In [29]:
# Imports
from langchain_community.document_loaders import PyPDFLoader
from langchain_ollama import OllamaEmbeddings
from langchain_text_splitters import RecursiveCharacterTextSplitter
from langchain_community.vectorstores import Chroma
from langchain.prompts import ChatPromptTemplate, PromptTemplate
from langchain_core.output_parsers import StrOutputParser
from langchain_ollama.chat_models import ChatOllama
from langchain_core.runnables import RunnablePassthrough
from langchain.retrievers.multi_query import MultiQueryRetriever

# Suppress warnings
import warnings
warnings.filterwarnings('ignore')

# Jupyter-specific imports
from IPython.display import display, Markdown

# Set environment variable for protobuf
import os
os.environ["PROTOCOL_BUFFERS_PYTHON_IMPLEMENTATION"] = "python"

In [30]:
local_path = "harry-potter-trivia-questions-pdf.pdf"
if local_path:
    loader = PyPDFLoader(file_path=local_path)
    data = loader.load()
    print(f"PDF loaded successfully: {local_path}")
else:
    print("Upload a PDF file")

PDF loaded successfully: harry-potter-trivia-questions-pdf.pdf


In [31]:
# Split text into chunks
text_splitter = RecursiveCharacterTextSplitter(chunk_size=1000, chunk_overlap=200)
chunks = text_splitter.split_documents(data)
print(f"Text split into {len(chunks)} chunks")

Text split into 18 chunks


In [32]:
import subprocess

# Pull the model
result1 = subprocess.run(['ollama', 'pull', 'all‑mpnet‑base‑v2'], 
                       capture_output=True, text=True)

result2 = subprocess.run(['ollama', 'pull', 'llama3.2:1b'], 
                       capture_output=True, text=True)

# Create vector database
vector_db = Chroma.from_documents(
    documents=chunks,
    embedding=OllamaEmbeddings(model="nomic-embed-text"),
    collection_name="local-rag"
)
print("Vector database created successfully")

Vector database created successfully


In [33]:
# Set up LLM and retrieval
local_model = "llama3.2:1b"  # or whichever model you prefer
llm = ChatOllama(model=local_model)

In [34]:
# Query prompt template
QUERY_PROMPT = PromptTemplate(
    input_variables=["question"],
    template="""You are an AI language model assistant. Your task is to generate 2
    different versions of the given user question to retrieve relevant documents from
    a vector database. By generating multiple perspectives on the user question, your
    goal is to help the user overcome some of the limitations of the distance-based
    similarity search.

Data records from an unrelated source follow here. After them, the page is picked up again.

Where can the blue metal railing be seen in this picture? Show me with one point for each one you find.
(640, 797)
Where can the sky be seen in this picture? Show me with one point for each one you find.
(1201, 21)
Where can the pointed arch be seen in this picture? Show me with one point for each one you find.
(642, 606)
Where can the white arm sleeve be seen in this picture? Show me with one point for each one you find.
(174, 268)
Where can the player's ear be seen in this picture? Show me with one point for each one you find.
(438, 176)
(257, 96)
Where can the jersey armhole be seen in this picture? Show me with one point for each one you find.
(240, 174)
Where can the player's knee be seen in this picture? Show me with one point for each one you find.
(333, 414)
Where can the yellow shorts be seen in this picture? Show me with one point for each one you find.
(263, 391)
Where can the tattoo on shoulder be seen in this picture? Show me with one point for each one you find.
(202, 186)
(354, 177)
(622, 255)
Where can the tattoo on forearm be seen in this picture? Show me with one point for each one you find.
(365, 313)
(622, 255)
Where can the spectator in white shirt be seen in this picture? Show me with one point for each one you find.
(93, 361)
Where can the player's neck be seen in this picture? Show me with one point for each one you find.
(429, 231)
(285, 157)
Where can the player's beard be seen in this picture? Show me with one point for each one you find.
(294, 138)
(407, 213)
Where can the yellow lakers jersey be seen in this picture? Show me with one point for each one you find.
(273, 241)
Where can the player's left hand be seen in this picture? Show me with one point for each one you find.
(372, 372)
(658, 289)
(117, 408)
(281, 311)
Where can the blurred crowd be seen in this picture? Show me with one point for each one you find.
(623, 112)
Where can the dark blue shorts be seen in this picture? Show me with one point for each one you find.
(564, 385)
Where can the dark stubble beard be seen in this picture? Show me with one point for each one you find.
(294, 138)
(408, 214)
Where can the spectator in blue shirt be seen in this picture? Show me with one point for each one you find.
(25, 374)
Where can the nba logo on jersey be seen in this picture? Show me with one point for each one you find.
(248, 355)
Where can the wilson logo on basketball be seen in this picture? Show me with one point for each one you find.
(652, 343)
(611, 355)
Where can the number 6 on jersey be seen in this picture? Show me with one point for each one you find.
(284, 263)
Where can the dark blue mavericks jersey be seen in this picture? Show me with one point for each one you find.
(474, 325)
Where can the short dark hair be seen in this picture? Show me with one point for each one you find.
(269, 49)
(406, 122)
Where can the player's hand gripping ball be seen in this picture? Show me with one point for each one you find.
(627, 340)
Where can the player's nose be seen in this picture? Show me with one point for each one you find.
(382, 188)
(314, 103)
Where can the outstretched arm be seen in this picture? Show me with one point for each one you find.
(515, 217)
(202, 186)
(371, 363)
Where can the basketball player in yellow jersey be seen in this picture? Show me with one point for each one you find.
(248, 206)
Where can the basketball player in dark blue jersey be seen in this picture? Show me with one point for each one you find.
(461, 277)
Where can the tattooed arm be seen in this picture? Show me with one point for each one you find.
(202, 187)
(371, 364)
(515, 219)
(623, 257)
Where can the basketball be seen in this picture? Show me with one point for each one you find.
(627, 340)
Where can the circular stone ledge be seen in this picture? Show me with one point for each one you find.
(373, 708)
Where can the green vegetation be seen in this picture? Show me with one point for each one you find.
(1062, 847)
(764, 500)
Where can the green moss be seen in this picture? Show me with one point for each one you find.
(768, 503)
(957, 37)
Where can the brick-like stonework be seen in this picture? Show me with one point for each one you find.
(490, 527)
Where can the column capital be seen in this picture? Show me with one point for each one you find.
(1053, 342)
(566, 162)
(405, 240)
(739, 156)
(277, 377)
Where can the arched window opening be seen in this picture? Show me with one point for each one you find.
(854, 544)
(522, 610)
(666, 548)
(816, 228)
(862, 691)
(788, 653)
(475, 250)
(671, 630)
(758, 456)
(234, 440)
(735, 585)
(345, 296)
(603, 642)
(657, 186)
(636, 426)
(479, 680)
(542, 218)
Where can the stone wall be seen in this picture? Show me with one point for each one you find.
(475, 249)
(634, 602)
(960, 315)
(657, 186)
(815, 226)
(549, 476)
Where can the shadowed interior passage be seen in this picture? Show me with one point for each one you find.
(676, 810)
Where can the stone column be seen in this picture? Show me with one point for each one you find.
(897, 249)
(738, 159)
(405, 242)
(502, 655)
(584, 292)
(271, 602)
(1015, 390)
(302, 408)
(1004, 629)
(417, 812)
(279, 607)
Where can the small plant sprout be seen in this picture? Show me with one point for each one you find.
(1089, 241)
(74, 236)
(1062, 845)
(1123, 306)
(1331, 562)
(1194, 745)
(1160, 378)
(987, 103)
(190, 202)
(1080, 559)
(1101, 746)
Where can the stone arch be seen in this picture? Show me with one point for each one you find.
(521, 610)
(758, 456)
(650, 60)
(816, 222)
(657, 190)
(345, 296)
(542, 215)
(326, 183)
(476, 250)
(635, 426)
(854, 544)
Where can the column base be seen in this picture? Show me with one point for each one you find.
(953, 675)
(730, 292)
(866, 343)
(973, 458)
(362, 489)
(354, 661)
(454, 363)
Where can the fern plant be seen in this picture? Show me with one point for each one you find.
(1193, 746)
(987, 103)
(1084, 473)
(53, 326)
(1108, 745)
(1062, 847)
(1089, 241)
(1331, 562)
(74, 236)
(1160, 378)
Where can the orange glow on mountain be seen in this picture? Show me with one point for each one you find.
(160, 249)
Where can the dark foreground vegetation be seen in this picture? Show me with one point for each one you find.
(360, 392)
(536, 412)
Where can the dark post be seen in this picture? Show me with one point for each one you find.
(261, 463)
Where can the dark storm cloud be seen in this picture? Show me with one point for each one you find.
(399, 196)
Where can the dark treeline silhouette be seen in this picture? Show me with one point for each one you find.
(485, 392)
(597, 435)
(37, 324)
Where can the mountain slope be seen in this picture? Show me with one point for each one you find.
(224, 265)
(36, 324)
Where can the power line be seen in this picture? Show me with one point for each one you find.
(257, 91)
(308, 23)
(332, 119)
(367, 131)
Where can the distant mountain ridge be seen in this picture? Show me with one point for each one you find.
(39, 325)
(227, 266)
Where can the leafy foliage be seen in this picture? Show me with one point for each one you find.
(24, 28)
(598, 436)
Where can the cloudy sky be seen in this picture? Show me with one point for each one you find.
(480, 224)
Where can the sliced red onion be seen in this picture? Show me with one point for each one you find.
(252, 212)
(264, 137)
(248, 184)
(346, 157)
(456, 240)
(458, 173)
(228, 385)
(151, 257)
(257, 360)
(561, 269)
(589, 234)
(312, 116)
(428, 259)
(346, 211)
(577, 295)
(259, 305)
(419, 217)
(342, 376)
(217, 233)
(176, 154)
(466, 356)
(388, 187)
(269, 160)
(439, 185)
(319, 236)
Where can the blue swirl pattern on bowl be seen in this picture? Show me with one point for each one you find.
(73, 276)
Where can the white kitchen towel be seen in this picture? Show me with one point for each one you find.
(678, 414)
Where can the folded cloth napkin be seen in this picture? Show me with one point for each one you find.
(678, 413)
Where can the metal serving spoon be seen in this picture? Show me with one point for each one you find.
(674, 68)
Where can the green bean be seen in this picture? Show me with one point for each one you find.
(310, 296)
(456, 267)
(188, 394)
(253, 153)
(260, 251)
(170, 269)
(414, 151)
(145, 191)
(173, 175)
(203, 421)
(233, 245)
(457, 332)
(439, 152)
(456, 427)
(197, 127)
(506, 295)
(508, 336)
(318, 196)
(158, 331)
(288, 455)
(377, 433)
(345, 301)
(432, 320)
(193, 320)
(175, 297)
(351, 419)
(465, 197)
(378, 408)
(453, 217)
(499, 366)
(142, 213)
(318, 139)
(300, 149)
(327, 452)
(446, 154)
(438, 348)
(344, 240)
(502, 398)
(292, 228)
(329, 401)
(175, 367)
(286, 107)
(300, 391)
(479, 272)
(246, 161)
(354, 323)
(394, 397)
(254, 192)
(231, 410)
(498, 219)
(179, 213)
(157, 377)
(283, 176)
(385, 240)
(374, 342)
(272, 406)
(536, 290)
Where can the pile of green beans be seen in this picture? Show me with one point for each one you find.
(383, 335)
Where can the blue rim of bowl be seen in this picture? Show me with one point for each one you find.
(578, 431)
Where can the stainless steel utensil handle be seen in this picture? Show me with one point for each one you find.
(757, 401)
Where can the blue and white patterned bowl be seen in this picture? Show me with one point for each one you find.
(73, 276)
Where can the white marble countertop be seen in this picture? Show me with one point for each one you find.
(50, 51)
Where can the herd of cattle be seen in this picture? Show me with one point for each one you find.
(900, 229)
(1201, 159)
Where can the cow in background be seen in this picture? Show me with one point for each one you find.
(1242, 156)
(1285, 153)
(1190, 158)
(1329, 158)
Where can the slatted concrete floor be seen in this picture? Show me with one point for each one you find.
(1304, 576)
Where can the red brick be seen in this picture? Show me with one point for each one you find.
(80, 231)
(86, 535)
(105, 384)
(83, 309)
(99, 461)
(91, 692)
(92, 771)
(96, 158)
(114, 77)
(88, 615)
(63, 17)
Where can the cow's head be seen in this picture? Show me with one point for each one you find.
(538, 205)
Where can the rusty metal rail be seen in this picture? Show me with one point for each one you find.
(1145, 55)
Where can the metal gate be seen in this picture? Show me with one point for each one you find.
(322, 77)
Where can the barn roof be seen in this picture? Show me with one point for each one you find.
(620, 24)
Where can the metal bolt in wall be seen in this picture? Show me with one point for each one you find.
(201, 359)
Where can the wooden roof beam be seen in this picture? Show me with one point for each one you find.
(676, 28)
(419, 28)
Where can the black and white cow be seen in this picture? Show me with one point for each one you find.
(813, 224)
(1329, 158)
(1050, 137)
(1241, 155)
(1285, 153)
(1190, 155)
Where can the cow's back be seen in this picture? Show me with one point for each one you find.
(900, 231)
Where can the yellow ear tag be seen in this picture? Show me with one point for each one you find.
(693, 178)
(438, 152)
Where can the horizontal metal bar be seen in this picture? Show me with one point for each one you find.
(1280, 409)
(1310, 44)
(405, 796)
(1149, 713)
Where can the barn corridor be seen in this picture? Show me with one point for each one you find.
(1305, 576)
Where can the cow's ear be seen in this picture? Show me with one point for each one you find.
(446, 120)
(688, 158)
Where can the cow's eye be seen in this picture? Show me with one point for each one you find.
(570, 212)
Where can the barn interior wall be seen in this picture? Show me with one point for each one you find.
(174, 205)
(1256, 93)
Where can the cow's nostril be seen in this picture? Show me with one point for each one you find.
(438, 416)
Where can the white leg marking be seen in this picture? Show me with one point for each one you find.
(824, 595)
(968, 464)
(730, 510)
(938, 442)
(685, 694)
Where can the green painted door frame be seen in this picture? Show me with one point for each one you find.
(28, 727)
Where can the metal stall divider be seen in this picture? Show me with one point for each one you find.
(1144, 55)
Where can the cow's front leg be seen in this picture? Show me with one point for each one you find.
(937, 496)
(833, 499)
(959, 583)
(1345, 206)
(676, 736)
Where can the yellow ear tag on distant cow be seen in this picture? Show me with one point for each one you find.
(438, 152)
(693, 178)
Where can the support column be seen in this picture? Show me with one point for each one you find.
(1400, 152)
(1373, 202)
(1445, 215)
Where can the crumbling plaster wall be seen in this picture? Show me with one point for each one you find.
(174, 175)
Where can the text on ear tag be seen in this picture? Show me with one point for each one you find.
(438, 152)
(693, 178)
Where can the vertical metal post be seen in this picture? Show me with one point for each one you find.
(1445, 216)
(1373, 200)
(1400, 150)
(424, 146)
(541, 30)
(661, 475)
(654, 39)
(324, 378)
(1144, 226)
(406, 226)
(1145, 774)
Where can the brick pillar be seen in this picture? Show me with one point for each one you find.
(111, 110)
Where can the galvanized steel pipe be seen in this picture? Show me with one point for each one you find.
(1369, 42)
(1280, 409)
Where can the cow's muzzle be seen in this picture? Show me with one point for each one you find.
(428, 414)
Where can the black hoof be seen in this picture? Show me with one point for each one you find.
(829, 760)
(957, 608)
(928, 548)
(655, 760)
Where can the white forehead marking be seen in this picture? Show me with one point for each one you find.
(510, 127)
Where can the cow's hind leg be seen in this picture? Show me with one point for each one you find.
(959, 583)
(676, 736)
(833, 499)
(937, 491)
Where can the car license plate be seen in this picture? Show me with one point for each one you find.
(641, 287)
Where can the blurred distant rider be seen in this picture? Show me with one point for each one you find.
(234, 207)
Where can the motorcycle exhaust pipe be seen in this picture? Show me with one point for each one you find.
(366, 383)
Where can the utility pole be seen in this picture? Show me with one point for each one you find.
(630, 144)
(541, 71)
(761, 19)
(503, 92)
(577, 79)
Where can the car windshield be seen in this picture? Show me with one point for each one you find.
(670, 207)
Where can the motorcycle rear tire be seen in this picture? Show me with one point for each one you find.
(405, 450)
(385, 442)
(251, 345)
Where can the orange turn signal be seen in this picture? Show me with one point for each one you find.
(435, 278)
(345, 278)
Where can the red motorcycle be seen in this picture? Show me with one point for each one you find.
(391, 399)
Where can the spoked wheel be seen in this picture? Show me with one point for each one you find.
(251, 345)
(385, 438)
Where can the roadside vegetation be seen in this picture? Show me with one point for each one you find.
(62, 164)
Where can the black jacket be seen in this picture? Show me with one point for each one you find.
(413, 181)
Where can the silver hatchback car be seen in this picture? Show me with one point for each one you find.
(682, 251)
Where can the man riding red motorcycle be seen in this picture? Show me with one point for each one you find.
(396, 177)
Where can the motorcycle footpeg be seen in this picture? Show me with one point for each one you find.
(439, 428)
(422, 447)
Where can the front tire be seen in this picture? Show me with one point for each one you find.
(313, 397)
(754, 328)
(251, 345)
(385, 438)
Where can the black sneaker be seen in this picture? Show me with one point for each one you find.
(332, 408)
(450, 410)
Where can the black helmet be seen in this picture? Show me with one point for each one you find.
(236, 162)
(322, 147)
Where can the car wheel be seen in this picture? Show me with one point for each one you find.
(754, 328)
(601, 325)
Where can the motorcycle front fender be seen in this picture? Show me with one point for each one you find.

Provide these alternative questions separated by newlines.
    Original question: {question}""",
)

# Set up retriever
retriever = MultiQueryRetriever.from_llm(
    vector_db.as_retriever(), 
    llm,
    prompt=QUERY_PROMPT
)

In [35]:
# RAG prompt template
template = """Answer the question based ONLY on the following context:
{context}
Question: {question}
"""

prompt = ChatPromptTemplate.from_template(template)

In [36]:
# Create chain
chain = (
    {"context": retriever, "question": RunnablePassthrough()}
    | prompt
    | llm
    | StrOutputParser()
)

In [37]:
def chat_with_pdf(question):
    """
    Chat with the PDF using the RAG chain.
    """
    return display(Markdown(chain.invoke(question)))

In [38]:
# Example 1
chat_with_pdf("What is the main idea of this document?")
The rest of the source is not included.